Pyongyang, North Korea’s capital city, is a vast symbol of the supposed might of the Democratic People’s Republic of Korea—filled with monolithic buildings, huge boulevards and symbols of the dictatorship’s power. But during the mid-1990s, it was filled with something else: starving people. Reports of the time note the presence of hungry workers who roamed the streets, listlessly trying to walk off the effects of near starvation.
They were victims of one of North Korea’s most mysterious disasters—a huge famine that affected the 25 million-person country due to poor planning, isolation and a misguided policy of self-sufficiency. But though the famine may have killed many millions, its true extent has never been understood in the West, and it appears never to have been publicly acknowledged by North Korean officials.

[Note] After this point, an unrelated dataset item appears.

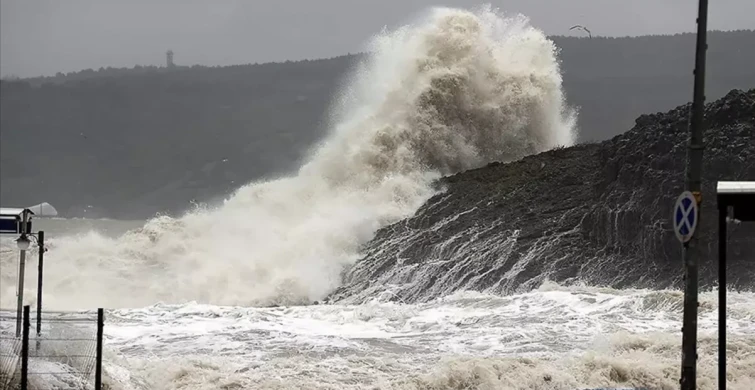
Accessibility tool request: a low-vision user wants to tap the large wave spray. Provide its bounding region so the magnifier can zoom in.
[2,8,574,308]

The famine’s roots date to 1948, when the Democratic People’s Republic of Korea was created. North Korean farmland and weather conditions aren’t ideal for producing food, but at first, the new country was able to sidestep those issues by aligning itself with the Soviet Union and socialist allies, which provided substantial aid and imported food and cheap fuel.
The government strictly controlled the distribution of all food, doling out rations to city dwellers and people in the military. (Farmers were given a share of their own crop instead.) Rations were determined not by need but by political power. Elites and those loyal to the government were given more food than the elderly, children and others. Over the years, however, as the USSR began to crumble, the aid that fed North Koreans faltered and then stopped altogether.
As the DPRK became increasingly isolated, its leader, Kim Il Sung, turned to a national policy of “juche,” or self-reliance. This catchphrase hypothetically celebrated a North Korea that was capable of doing everything itself, but when it came to food, the DPRK was anything but self-reliant. (Analysts think that the juche doctrine was primarily an excuse for the dictator to consolidate power.)